Canadian peacekeeping has deployed to more than fifty UN missions since 1956, from the Sinai (UNEF I, 1956), the Congo (ONUC, 1960), Cyprus (UNFICYP, 1964), the Middle East (UNTSO, ongoing since 1948), the former Yugoslavia (UNPROFOR, 1992), Rwanda (UNAMIR, 1993, where Lieutenant-General Roméo Dallaire commanded during the genocide), Afghanistan (the NATO-led ISAF and Resolute Support missions 2002-2021), Mali (MINUSMA, 2018-2019), and Latvia (NATO Enhanced Forward Presence, ongoing). Peacekeepers have been honoured at the Reconciliation Monument in Ottawa, unveiled by Prime Minister Brian Mulroney in 1992.

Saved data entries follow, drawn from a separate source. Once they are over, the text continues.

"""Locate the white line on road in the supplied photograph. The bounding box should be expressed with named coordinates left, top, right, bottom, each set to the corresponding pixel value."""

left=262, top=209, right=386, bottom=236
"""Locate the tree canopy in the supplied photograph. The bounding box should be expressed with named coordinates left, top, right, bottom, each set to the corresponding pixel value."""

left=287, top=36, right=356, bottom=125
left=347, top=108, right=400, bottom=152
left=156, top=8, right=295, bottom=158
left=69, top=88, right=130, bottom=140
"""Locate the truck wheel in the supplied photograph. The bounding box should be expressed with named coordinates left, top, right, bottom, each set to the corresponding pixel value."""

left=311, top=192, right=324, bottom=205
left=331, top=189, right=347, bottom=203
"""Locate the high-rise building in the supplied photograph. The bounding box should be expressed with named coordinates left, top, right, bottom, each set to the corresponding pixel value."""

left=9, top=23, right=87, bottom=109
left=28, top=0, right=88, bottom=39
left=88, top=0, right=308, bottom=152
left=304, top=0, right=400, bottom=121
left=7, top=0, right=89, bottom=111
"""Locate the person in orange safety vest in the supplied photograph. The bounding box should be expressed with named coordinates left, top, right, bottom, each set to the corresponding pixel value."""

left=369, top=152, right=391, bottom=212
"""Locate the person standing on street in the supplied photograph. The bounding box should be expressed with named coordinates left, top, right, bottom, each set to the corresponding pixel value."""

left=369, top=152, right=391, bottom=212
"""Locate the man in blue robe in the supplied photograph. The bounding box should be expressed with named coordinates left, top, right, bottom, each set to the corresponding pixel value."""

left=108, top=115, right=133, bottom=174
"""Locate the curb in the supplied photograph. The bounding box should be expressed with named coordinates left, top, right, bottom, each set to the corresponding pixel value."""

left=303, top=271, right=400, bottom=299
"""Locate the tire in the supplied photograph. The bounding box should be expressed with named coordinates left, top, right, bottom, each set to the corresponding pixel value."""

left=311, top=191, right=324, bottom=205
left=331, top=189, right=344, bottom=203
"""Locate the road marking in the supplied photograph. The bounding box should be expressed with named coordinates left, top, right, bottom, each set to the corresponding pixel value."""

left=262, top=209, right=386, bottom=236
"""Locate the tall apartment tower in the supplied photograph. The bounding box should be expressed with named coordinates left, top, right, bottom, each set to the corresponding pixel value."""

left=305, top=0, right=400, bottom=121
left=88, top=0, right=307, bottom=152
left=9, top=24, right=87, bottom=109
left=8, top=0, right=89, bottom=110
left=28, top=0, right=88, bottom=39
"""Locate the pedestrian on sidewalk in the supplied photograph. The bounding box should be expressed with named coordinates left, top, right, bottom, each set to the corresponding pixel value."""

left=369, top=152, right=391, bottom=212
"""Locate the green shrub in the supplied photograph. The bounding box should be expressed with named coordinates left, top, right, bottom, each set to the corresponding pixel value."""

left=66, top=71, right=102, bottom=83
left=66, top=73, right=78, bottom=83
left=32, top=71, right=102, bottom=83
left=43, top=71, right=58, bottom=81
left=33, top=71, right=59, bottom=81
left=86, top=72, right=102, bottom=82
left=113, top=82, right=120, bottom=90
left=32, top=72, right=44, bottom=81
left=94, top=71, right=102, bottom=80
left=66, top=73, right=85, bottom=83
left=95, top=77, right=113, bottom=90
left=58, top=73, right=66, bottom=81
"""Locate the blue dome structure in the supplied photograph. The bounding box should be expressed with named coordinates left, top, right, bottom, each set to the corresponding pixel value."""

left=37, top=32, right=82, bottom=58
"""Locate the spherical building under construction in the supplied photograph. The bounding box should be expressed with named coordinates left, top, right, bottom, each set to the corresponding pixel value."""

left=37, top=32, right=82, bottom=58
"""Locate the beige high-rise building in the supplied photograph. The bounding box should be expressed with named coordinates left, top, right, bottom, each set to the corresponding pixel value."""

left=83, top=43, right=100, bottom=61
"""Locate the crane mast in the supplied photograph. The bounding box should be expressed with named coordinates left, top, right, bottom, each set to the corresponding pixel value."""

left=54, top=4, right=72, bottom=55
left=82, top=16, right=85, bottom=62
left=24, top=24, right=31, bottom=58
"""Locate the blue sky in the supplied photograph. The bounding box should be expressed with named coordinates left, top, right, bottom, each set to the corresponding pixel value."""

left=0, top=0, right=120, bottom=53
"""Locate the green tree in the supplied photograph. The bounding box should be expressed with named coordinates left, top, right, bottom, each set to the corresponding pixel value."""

Canada has served on the UN Security Council as a non-permanent member six times: 1948-1949, 1958-1959, 1967-1968, 1977-1978, 1989-1990, and 1999-2000. Canadian bids in 2010 and 2020 were unsuccessful. Canada is a major contributor to UN agencies including the World Food Programme, UNICEF, the UN High Commissioner for Refugees, the UN Development Programme, the World Health Organization, and UN Women. Canadian assessed contributions to the UN regular budget were about $90 million in 2023.
Canada actively participates in UN treaty bodies on human rights, climate, the law of the sea, and arms control. Canada signed the Paris Agreement on Climate Change on April 22, 2016. Canada played a leading role in the negotiation of the United Nations Declaration on the Rights of Indigenous Peoples (UNDRIP), and the United Nations Declaration on the Rights of Indigenous Peoples Act of June 21, 2021 commits federal law to align with UNDRIP over time. Canada deposited its instrument of ratification of the Treaty on the Non-Proliferation of Nuclear Weapons in 1969.
Why this matters for your test
Canada's UN role is one of the country's defining international contributions and a frequent test answer. Recognising the 1957 Nobel Peace Prize for Pearson and the 2021 UNDRIP Act gives candidates two specific anchors.